How does Copyright work?
All creative endeavours undertaken in Australia that produce content of any fixed kind are covered by Copyright Law. Photography and video, such as those produced through TFP arrangements, are no different.
In Australia, copyright law is set out in the Copyright Act 1968 (Cth). This is federal legislation, and applies throughout Australia. The Copyright Act has been regularly amended since 1968, to bring it up to date with evolving technologies and concerns. In addition to dealing with copyright rights, the Copyright Act also deals with performers’ rights and the “moral rights” of individual creators.
Copyright protection is free and automatic from the time a work is first written down or recorded in some way. You do not apply for copyright in Australia, and there is no system of registration here. Nor are there any forms to fill in, or fees to be paid. You do not need to publish your work, put a copyright notice on it, or do anything else before your work is covered by copyright. For example, as soon as a poem is written, or a photograph is taken, it is protected.

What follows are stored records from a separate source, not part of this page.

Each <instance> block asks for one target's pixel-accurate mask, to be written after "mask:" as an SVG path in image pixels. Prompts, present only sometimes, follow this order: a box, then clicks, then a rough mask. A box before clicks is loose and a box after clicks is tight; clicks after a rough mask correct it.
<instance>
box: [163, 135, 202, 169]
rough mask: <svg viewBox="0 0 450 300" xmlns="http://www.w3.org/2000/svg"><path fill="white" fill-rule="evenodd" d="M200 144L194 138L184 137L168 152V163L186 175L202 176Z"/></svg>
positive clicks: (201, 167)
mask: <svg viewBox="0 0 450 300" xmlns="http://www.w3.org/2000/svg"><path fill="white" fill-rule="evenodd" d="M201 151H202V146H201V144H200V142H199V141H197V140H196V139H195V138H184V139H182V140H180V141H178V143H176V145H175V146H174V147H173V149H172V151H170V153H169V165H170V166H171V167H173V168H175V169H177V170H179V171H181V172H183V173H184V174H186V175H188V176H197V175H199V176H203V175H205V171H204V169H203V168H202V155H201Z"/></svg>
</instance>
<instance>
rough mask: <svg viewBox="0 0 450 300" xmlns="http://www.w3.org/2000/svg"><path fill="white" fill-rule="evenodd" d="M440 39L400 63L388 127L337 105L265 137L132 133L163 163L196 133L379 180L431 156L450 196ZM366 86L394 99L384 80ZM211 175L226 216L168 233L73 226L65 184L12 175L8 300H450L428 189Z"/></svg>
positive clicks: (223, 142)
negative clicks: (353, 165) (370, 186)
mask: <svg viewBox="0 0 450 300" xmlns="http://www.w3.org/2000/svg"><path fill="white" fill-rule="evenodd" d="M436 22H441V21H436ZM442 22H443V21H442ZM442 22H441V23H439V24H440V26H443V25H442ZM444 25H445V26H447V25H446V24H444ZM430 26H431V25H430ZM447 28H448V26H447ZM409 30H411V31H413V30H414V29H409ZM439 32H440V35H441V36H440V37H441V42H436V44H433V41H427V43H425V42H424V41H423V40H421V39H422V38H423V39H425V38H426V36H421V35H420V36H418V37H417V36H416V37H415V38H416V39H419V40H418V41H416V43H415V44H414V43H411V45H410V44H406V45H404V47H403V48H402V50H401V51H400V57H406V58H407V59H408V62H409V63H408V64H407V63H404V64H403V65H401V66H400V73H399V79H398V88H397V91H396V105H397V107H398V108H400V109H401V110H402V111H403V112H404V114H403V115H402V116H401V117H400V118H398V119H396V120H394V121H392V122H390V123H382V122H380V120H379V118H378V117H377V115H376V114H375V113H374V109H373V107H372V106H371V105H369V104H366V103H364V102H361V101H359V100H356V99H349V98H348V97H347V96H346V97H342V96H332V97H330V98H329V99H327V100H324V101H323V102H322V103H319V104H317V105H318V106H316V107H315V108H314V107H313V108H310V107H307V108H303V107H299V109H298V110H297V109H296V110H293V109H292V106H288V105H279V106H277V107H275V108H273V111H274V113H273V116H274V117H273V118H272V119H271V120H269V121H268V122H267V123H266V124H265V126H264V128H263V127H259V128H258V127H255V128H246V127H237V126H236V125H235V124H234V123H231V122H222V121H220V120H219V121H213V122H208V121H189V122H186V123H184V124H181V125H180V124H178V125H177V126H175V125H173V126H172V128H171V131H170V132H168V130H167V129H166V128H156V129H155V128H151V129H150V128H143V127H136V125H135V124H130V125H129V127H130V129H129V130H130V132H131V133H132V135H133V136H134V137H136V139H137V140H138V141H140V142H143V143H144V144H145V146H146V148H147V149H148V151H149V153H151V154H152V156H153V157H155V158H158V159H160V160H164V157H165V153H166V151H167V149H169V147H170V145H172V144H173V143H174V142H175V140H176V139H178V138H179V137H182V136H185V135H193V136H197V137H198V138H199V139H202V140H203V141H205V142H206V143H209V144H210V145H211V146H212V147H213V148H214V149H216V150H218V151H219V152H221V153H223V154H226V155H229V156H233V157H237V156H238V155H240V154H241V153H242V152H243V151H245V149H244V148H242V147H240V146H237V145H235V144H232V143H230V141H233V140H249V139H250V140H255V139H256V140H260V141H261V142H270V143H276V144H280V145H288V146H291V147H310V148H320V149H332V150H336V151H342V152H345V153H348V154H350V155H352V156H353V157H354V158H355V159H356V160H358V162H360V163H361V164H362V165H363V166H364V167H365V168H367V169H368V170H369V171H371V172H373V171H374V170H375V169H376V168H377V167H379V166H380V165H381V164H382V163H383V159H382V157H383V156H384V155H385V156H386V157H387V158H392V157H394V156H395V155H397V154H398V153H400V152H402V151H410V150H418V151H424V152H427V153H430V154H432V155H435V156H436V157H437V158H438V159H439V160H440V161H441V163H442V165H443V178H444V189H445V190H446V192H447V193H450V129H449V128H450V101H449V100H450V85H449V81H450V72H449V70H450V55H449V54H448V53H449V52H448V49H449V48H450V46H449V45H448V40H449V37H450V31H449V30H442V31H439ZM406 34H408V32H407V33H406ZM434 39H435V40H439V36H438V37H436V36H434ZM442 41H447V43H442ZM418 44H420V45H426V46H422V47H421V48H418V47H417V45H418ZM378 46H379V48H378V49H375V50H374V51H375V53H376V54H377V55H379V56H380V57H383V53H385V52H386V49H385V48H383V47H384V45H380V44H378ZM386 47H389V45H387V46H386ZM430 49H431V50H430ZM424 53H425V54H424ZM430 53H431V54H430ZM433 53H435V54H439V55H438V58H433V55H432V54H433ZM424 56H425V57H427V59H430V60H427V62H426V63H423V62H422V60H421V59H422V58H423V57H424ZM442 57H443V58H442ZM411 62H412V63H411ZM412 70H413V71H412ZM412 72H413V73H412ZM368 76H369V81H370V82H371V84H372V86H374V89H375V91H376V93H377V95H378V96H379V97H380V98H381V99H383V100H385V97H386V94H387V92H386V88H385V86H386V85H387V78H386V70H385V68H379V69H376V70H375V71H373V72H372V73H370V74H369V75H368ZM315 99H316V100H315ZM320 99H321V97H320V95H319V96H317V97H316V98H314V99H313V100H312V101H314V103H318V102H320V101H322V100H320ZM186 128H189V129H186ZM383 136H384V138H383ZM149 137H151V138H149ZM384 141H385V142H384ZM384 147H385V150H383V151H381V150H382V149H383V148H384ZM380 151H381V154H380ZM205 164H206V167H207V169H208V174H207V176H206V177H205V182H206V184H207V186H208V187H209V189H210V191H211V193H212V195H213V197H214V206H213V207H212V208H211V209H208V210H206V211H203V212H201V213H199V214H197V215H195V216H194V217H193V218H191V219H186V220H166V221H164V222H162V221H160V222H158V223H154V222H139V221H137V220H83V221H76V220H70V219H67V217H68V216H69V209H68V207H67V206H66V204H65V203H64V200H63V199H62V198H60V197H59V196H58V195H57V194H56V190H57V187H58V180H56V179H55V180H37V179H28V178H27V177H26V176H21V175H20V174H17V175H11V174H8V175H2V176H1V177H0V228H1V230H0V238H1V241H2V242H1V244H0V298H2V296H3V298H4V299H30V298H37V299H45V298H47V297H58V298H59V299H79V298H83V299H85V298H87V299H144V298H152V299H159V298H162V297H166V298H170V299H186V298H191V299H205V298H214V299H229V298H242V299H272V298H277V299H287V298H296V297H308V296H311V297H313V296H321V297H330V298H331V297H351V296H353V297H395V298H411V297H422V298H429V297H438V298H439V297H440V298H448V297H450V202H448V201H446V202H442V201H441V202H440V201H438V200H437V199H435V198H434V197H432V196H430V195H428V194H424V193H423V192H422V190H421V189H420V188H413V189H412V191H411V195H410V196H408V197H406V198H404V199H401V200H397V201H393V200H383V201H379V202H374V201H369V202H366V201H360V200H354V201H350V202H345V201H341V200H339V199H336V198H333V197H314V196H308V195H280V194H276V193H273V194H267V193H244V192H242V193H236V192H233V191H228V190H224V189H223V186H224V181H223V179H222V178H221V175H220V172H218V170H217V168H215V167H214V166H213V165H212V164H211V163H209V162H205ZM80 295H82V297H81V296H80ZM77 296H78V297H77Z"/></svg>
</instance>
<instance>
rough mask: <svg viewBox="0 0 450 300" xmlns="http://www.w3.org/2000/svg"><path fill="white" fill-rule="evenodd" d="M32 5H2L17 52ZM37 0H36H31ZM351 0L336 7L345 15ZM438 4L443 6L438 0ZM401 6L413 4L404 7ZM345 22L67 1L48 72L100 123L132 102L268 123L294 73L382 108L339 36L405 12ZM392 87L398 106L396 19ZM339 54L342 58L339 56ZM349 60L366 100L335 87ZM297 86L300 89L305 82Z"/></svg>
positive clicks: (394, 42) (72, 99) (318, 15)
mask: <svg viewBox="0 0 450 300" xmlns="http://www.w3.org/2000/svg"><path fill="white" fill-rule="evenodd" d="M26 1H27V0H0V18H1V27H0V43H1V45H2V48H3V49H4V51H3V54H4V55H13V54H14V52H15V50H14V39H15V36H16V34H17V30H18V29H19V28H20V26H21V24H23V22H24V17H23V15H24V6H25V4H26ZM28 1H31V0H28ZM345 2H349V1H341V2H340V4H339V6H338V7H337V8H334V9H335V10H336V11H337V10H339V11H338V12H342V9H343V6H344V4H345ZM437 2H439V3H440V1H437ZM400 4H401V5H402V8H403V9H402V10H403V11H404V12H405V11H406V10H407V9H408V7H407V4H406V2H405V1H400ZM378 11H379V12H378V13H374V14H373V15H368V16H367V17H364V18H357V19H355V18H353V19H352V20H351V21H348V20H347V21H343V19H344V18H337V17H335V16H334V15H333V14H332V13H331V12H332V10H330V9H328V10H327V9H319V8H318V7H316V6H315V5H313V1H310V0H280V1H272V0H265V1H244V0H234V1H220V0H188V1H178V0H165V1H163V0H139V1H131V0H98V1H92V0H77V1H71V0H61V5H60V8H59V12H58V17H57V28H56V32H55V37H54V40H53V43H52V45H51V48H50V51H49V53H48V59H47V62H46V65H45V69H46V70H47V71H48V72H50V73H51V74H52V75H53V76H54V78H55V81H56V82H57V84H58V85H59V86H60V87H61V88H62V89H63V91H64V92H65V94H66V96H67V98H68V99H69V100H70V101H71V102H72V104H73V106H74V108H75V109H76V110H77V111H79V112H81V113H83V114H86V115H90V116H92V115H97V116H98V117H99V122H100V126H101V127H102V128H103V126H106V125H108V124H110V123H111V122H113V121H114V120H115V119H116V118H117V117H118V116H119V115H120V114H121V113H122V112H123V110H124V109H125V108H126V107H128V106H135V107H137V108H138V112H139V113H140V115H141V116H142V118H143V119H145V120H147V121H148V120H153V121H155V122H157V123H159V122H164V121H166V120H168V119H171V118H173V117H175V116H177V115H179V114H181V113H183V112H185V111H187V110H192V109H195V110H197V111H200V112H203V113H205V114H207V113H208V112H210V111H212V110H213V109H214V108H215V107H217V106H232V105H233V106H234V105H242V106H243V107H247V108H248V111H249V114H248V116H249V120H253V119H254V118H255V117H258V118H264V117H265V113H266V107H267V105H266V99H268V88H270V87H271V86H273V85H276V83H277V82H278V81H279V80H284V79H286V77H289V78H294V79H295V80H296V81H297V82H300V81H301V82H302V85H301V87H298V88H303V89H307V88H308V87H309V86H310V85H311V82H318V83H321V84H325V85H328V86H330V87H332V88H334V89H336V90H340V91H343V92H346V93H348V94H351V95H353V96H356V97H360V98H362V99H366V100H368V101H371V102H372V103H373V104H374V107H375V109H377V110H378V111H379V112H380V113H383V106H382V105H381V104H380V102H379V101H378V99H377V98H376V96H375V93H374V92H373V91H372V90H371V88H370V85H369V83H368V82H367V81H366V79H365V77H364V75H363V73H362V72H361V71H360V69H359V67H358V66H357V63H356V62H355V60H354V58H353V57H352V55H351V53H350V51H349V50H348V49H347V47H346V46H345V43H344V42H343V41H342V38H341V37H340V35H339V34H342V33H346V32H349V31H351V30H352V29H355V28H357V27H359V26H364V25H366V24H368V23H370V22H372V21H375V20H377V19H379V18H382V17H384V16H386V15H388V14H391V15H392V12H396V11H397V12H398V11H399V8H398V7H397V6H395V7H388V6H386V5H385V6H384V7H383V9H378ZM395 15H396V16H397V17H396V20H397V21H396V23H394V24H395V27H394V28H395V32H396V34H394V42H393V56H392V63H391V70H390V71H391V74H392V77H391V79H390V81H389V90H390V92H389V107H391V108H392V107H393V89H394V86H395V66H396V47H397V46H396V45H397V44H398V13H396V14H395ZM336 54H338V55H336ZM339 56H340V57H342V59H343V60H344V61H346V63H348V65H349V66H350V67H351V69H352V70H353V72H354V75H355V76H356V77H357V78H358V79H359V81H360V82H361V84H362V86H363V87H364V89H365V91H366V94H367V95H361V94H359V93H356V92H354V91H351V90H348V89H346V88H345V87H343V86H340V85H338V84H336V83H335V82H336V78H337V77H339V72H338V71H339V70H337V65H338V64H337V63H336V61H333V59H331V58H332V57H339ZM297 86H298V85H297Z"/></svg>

(Source: Australian Copyright Council)
Who owns Copyright in a Photographic project?
Generally speaking, unless otherwise agreed, all copyright in photographs is owned by the person that took the photograph. Exceptions include photographs taken under a contract of employment or commission, though that can be a complicated area.

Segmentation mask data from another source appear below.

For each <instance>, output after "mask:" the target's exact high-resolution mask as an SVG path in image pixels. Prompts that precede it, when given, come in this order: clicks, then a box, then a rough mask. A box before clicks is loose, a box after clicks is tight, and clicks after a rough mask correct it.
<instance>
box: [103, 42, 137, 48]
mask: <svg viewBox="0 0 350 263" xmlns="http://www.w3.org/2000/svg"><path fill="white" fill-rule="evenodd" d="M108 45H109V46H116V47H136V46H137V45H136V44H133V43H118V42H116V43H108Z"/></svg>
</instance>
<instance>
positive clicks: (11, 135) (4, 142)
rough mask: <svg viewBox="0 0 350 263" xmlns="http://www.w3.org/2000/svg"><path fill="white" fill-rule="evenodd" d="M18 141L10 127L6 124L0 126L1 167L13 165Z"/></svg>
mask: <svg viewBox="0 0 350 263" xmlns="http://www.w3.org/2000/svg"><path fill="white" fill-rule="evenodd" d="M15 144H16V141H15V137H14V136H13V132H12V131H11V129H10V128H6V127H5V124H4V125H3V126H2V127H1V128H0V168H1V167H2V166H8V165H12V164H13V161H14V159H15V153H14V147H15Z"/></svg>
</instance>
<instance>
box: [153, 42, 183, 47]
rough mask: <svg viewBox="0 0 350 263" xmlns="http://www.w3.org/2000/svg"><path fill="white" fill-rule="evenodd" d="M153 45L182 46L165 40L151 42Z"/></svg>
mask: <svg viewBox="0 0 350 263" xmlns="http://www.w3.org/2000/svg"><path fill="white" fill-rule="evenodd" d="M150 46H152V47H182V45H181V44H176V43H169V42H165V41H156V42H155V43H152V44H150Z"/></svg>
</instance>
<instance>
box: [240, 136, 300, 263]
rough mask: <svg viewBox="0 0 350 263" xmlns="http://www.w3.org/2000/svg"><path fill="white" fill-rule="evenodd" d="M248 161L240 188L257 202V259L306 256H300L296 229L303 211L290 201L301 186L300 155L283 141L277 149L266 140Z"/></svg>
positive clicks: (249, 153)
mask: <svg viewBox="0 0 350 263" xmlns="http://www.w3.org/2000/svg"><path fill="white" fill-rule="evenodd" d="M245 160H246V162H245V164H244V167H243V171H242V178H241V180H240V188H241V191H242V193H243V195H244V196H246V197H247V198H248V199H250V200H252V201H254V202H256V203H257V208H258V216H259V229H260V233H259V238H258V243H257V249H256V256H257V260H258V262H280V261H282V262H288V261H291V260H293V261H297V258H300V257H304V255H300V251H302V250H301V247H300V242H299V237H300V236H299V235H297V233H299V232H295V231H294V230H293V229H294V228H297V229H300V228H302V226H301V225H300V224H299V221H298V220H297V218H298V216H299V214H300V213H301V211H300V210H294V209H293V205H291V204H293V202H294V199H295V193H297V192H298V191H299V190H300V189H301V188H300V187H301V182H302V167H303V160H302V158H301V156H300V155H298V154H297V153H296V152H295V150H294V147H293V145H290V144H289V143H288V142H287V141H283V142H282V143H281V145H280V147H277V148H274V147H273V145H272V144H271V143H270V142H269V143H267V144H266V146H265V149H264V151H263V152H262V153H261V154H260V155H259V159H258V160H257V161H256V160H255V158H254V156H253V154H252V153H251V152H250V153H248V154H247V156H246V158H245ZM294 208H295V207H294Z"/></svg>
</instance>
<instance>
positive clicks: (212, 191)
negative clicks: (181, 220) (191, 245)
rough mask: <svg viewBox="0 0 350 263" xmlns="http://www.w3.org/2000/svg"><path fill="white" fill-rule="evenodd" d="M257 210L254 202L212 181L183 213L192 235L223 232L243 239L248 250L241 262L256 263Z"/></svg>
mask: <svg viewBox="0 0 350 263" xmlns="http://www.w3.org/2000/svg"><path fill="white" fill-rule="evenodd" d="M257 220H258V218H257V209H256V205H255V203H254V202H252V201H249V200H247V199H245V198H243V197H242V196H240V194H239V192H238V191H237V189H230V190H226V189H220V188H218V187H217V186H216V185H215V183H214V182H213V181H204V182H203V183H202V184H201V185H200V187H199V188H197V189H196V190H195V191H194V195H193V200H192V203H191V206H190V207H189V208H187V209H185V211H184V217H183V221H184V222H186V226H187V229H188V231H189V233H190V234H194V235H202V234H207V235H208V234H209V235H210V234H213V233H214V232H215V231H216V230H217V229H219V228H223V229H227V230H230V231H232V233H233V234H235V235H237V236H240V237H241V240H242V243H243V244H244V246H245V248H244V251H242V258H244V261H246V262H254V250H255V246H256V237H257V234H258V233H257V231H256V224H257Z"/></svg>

A copyright owner can grant permission to others to use the work covered by copyright. They can impose limits or restrictions on that usage if they choose, and they can charge for it. They can even choose to sell all rights to another party – that is, they transfer ownership of the copyright to another party.
Whether or not the copyright is left with the photographer or sold on to another party, the photographer continues to retain the right to be acknowledged as the creator of the work.
The Australian Copyright Council provides more information on copyright as it relates to photographs and photographers.
How does copyright work under a TFP arrangement?
TFP is still governed by Copyright law – that is, the photographer retains all copyright in the images.
As a TFP arrangement is designed to benefit all of those who contribute (for self-promotion), a TFP agreement generally includes an implied consent from the copyright owner for others that contributed to use the images for self promotion (but not for profit).
TFP Australia Base Agreement regarding Copyright and Licensing
Unless otherwise agreed to by all parties PRIOR to a shoot, all photo and video shoots undertaken through TFP Australia are conducted according to the following base understanding:
- The photographer retains all copyright in all images (still or moving) taken.
- The photographer grants all other participants in the arrangement the right to use the images for self-promotion.
- No one who is not the copyright owner is allowed to profit from the images beyond self-promotion. Only the photographer may offer licenses over the images. Ideally, they should first receive agreement from other participants before they do so, though this is not compulsory.
- If the photographer profits from the images (such as by licensing the images) they are obliged to share these profits amongst other participants.